# Data Types and Scientific Types (mtypes and scitypes)

This tutorial explains sktime's data type system and how to work with different data formats including polars.

**Duration:** ~10 minutes

## Learning objectives

By the end of this tutorial, you will be able to:
- Understand what mtypes and scitypes are in sktime
- Work with different data formats in sktime
- Use polars DataFrames with sktime
- Convert between different data representations

## 1. Introduction to mtypes and scitypes

sktime uses a sophisticated type system to handle different data formats consistently.

In [None]:
import pandas as pd
import numpy as np
from sktime.datasets import load_airline, load_longley
from sktime.datatypes import check_raise, convert_to, mtype, scitype
from sktime.utils.plotting import plot_series
import matplotlib.pyplot as plt

print("sktime Data Type System Overview:")
print("=" * 35)

print("\nSCITYPE (Scientific Type):")
print("  - Abstract mathematical concept")
print("  - Examples: 'Series', 'Panel', 'Hierarchical'")
print("  - Defines what the data represents")
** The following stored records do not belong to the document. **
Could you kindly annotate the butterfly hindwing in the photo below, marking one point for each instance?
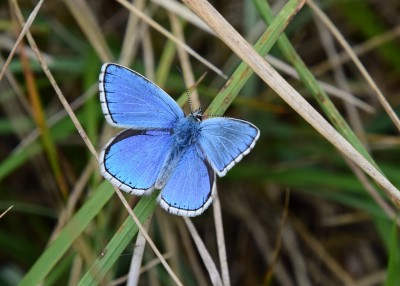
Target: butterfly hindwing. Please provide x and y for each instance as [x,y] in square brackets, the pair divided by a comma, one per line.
[189,189]
[132,160]
[129,100]
[225,141]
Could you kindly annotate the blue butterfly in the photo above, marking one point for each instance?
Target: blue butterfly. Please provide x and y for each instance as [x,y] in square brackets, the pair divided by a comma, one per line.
[163,149]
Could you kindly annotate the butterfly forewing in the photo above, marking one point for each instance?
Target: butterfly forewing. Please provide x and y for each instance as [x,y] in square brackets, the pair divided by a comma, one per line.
[225,141]
[129,100]
[163,149]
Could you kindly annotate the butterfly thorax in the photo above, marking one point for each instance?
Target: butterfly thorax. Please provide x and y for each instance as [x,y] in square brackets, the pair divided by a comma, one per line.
[185,134]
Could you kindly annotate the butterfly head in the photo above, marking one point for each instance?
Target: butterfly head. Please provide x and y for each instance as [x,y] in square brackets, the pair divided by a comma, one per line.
[197,115]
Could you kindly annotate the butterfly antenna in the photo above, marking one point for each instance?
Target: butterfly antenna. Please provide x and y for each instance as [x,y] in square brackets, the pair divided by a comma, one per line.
[187,92]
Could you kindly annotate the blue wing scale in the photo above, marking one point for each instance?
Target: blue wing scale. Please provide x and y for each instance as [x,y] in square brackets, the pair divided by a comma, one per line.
[161,148]
[132,160]
[189,190]
[225,141]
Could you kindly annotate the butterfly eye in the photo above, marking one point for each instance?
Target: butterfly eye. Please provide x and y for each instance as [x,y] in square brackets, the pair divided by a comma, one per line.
[198,115]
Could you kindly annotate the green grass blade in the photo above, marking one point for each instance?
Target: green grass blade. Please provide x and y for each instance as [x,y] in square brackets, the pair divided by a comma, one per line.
[119,242]
[67,236]
[239,78]
[311,83]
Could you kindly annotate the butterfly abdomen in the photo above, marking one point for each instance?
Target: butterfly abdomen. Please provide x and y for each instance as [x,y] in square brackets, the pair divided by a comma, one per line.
[185,134]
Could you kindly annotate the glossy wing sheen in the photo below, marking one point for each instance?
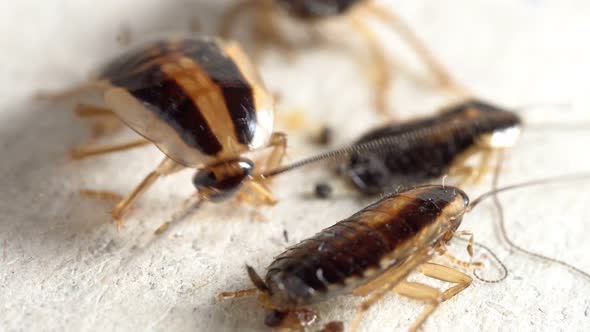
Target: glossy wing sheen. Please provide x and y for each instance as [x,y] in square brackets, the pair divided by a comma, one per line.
[193,87]
[361,247]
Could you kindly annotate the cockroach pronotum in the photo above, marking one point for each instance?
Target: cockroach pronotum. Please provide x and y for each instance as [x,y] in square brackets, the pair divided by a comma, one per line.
[372,253]
[201,102]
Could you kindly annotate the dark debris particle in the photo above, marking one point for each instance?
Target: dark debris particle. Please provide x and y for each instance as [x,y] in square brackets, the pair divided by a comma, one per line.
[323,190]
[275,318]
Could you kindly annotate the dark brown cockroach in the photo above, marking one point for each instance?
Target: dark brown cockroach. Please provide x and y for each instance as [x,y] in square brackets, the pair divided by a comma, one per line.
[201,102]
[373,252]
[312,13]
[429,148]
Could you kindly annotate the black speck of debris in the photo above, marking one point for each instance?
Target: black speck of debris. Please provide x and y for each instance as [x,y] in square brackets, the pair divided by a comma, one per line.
[323,190]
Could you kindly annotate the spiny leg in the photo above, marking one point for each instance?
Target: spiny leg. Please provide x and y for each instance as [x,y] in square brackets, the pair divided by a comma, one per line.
[166,167]
[380,69]
[454,260]
[86,151]
[238,294]
[444,79]
[445,273]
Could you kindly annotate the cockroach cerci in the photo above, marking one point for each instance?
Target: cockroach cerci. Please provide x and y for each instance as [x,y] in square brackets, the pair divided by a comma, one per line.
[312,13]
[372,253]
[425,149]
[201,102]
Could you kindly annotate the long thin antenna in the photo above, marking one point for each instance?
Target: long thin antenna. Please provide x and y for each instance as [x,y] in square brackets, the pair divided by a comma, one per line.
[341,153]
[502,222]
[556,179]
[504,274]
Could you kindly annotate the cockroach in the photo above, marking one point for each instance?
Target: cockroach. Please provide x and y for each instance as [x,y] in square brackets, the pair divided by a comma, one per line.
[425,149]
[201,102]
[312,13]
[372,252]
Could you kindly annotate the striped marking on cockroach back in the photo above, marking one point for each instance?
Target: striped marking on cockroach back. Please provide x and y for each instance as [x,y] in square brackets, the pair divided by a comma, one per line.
[364,245]
[197,88]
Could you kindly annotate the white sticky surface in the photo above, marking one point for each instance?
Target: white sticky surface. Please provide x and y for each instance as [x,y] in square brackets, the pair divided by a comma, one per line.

print("\nMTYPE (Machine Type):")
print("  - Concrete data format/representation")
print("  - Examples: 'pd.Series', 'pd.DataFrame', 'np.ndarray'")
print("  - Defines how the data is stored")

print("\nThe relationship: scitype → mtype → actual data")
print("Example: Series → pd.Series → your pandas Series object")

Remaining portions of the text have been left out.